Interplay of CMV with cellular pathways, states and cell types

Introduction

The herpesvirus human cytomegalovirus (HCMV), the largest known human virus, is a ubiquitous pathogen that infects the majority of the world's population. Although subclinical in most healthy individuals, HCMV can lead to a severe congenital disease, as well as morbidity and mortality in immunocompromised adults.

Research Gaps

Despite the high prevalence and pathogenicity of HCMV, numerous fundamental questions about this pathogen remain open.

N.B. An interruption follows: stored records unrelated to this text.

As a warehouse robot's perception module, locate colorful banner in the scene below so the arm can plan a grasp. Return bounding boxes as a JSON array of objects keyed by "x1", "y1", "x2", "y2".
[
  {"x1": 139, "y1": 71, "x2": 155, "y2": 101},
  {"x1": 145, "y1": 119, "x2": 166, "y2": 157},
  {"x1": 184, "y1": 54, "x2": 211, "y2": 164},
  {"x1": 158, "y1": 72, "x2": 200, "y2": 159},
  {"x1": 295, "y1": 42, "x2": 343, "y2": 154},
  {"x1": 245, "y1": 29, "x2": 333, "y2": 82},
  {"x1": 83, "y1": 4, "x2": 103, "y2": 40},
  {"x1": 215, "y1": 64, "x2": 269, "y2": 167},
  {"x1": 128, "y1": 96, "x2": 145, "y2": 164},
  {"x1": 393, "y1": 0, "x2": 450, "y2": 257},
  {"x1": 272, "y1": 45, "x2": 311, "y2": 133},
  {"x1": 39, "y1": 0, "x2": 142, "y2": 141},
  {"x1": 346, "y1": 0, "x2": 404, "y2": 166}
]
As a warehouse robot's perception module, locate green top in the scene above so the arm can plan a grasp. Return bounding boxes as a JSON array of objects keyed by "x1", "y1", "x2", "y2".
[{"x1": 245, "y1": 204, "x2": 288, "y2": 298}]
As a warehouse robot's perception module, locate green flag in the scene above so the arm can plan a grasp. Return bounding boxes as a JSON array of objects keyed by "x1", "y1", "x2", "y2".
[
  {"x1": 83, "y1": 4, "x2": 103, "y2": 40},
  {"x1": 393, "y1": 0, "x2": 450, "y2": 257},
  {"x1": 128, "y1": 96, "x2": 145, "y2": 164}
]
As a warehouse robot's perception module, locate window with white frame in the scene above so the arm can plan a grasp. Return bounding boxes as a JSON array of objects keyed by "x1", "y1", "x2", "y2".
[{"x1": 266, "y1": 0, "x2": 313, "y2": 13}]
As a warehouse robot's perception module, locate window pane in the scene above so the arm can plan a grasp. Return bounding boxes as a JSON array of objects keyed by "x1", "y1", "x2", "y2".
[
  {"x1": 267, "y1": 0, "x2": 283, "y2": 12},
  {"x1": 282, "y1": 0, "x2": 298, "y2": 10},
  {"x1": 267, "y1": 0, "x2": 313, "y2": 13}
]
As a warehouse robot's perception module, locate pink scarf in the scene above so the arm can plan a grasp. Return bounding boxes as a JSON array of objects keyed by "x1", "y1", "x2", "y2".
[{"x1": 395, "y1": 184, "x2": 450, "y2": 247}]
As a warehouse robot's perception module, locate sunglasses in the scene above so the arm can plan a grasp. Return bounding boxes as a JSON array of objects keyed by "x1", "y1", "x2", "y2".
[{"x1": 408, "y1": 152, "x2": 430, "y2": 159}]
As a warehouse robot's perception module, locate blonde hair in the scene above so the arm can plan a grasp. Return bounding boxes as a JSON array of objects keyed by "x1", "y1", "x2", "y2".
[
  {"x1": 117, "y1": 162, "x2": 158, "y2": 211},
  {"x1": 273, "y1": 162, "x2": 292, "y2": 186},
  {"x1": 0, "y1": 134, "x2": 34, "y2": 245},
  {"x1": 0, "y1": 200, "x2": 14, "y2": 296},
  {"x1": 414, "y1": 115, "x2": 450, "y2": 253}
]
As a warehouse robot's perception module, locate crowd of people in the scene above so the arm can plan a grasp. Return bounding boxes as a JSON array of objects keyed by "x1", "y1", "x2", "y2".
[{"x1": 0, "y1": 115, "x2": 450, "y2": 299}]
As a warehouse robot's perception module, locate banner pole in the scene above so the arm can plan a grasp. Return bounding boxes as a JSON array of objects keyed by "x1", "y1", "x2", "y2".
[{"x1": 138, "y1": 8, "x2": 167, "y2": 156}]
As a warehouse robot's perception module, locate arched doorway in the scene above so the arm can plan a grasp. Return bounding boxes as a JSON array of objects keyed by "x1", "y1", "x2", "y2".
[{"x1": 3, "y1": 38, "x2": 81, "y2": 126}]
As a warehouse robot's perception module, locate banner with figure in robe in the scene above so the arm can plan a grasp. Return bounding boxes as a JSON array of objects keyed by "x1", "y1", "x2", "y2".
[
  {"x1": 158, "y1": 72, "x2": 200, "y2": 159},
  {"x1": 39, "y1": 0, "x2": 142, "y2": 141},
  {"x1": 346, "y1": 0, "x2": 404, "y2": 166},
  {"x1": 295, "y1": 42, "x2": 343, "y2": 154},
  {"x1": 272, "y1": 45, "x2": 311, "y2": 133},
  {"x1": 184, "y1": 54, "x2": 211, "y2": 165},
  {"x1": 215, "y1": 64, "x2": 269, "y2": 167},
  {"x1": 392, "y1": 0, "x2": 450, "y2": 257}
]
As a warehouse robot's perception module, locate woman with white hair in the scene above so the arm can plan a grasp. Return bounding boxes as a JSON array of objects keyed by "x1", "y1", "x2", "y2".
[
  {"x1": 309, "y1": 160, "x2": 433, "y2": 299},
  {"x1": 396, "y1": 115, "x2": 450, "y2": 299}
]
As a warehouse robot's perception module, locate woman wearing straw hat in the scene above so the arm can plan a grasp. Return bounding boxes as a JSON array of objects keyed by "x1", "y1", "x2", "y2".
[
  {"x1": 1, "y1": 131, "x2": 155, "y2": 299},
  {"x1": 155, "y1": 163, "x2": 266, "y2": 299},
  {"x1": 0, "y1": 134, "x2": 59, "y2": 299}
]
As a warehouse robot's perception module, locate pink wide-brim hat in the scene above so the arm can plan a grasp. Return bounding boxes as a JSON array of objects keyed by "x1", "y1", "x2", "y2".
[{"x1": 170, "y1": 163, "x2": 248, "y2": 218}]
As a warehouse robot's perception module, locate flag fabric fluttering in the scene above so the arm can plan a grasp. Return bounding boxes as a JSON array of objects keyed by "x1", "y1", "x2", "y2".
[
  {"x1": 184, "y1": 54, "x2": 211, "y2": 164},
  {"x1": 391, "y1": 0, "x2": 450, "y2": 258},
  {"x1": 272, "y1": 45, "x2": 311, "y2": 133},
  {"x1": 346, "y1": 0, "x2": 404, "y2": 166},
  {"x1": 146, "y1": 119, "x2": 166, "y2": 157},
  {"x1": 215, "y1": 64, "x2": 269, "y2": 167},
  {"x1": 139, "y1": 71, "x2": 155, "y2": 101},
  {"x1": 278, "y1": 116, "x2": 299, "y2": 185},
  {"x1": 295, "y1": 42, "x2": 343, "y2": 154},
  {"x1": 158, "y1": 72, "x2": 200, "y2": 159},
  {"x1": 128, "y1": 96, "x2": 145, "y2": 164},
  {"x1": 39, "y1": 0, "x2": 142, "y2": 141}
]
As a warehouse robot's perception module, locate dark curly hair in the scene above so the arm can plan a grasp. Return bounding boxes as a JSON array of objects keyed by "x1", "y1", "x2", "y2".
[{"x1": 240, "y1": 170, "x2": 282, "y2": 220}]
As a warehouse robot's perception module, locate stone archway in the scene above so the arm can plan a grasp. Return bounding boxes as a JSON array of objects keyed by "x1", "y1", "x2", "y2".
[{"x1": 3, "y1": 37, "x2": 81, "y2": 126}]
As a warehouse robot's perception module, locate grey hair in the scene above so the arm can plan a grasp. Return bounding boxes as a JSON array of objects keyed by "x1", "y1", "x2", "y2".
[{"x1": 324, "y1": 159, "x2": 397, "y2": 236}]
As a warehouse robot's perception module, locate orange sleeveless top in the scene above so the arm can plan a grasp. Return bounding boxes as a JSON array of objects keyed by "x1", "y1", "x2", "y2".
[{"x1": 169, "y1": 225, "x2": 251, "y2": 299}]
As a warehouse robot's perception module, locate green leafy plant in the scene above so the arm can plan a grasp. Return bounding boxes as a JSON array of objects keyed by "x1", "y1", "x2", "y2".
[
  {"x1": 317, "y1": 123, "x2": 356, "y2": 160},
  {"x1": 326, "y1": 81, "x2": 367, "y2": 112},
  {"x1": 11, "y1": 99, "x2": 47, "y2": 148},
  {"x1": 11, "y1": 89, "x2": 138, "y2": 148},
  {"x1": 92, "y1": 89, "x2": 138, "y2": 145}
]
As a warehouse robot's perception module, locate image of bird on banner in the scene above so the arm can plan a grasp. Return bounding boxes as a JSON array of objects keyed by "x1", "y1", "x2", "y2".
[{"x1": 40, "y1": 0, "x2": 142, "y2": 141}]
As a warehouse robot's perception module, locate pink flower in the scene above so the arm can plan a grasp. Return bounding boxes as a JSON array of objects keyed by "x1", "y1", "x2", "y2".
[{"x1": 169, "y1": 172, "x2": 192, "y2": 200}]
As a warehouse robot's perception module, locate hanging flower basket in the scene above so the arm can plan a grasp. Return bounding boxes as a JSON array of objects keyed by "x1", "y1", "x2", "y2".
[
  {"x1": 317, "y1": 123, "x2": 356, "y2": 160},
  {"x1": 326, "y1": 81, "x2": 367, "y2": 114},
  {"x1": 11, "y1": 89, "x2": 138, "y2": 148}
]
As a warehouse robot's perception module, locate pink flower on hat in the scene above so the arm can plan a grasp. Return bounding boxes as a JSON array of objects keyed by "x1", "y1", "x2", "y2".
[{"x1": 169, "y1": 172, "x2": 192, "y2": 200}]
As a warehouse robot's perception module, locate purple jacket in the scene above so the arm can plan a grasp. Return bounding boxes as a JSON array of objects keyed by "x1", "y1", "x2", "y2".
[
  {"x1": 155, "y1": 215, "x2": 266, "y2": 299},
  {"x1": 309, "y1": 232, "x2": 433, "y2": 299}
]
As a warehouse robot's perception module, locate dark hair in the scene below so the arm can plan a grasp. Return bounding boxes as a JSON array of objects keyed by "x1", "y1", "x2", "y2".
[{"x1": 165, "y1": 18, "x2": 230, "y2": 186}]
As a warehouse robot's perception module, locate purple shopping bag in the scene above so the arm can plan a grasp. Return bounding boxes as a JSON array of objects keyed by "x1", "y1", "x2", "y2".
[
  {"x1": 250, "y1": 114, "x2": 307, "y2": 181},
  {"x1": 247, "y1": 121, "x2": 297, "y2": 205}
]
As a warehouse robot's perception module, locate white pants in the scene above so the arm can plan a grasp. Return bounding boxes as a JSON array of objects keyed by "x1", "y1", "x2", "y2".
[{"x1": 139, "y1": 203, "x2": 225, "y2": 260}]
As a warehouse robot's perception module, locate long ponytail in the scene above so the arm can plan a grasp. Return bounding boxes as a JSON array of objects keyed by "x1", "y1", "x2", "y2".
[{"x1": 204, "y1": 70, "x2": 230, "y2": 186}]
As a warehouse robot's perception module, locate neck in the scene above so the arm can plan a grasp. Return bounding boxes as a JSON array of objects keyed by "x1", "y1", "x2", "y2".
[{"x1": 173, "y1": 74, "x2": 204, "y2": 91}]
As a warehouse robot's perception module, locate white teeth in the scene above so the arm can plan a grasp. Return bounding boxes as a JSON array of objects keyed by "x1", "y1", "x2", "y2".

• We still do not know what many of its viral proteins do and how they modulate cellular processes.
• We do not understand the determinants that govern dependencies and vulnerabilities of infection in different cell types.
• We are missing tools that facilitate molecular dissection of HCMV in relevant infection models.

Proposal Overview

In this proposal, we plan to develop and apply unique tool sets to uncover the host pathways and factors that orchestrate the HCMV life cycle in different cell types and in higher complexity infection models.

Aims

We propose to combine state-of-the-art high-throughput tools with mechanistic studies to achieve the following aims:

1. Characterize HCMV Proteins: Comprehensively characterize how HCMV proteins perturb central host cellular processes (aim 1).
2. Identify Host Dependencies: Identify HCMV common and cell-specific host dependencies and vulnerabilities in different cell types (aim 2).
3. Develop Advanced Platforms: Develop an advanced platform for probing CMV dependencies in organoid and organism infection models (aim 3).

Expected Outcomes

The knowledge generated from these objectives will provide a comprehensive depiction of the interplay of HCMV with its host and could help expand our therapeutic options.

Broader Impact

More broadly, with its comprehensive and complementary approaches, our work will provide a paradigm for understanding complex host-pathogen interactions.